Año 3,100 a.C., el escriba sumerio Gar Ama redacta un documento y, por primera vez en la historia del hombre, un autor firma un texto; en otras palabras, alguien se hace responsable de una idea. Con la aparición de la autoría, también surge la noción de responsabilidad; el contrato oral se plasma en un documento, el compromiso queda estampado, la voluntad adquiere una significación distinta. Una nueva era ha comenzado, un texto tiene una identidad detrás de sí.
3,200 años después, el Evangelio de San Juan sostiene “En el principio era el Verbo, y el Verbo era con Dios, y el Verbo era Dios”. La palabra ya no sólo tiene a un humano como autor; es mucho más que eso, es la creación misma. El lenguaje es un acto divino.
Siglo XX, han transcurrido 5000 años desde que Gar Ama le ha puesto identidad a un discurso. Freud primero y Lacan después, describen a la palabra vacía y la palabra plena como los polos de un continuum, en que la primera solamente circunscribe, casi al pasar, algo y la segunda significa, posee un peso específico. Describámoslo en forma sencilla, ante la pregunta —¿Tienes sueño?, la contestación —Sí, opera de un modo muy distinto que la respuesta que el acusado responde frente al juez, —¿Se declara usted inocente del delito del que se le acusa?, —Sí, contesta éste. Las palabras poseen sustancia.
Desde la aparición de la firma, el lenguaje se hizo más poderoso que nunca. La rúbrica le otorga al autor fama, reconocimiento, distinción, pero también responsabilidad y, por lo tanto, la posibilidad de ser inculpado por ya, no sólo lo dicho en forma oral, sino lo declarado por escrito.
En definitiva, toda la noción de legado va acompañada de reconocimiento identitario; porque existe el yo existe el tú y, por ende, existe el nosotros y también el ustedes. Hacerse responsable de un texto, es hacerse consciente de un lugar en la historia. La firma vincula al conocimiento particular de un sujeto y a su creatividad, con la cadena de saber universal de la que forma parte.

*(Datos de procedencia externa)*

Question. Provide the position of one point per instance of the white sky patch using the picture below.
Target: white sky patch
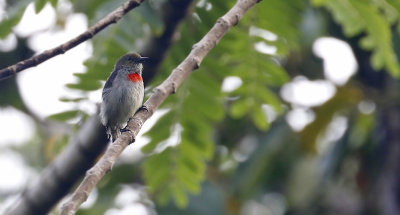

Nuestro mundo, como cíclicamente ocurre, se encuentra experimentando una sacudida –un terremoto, dirán algunos, un cataclismo, otros– enorme y, como es habitual, una vez que el tiempo haya transcurrido y hagamos el balance de lo vivido, sabremos cómo podríamos haber enfrentado de mejor forma nuestro plazo.
En tanto la hora de los recuentos llega, bien podríamos hacernos cargo de nuestro lugar en la historia e intentar ponerle nuestra firma a nuestras acciones y decisiones. Es un acto que requiere de valentía, qué duda cabe. El ejercicio retrospectivo es siempre más sencillo y cómodo que el asumir el riesgo de vivir con mayor consciencia el presente, de utilizar más palabras plenas para actuar y, sobre todo, declarar a los cuatro vientos lo que se nos viene a la mente. No se trata de perder la espontaneidad, ni mucho menos la creatividad; por el contrario, nuestra era nos invita y desafía a entender que estamos frente a una nueva lógica y, por ello, requerimos también de códigos y lenguajes distintos para afrontarla.
Es cierto, “somos un parpadeo de la historia”, pero dado que éste es nuestro instante en ella, bien vale la pena, encararla, hacernos responsables de nuestro momento, montarnos sobre nuestros miedos y zonas de confort, cabalgarlos, y hacer que nuestro tiempo haya valido la pena para cada uno de nosotros.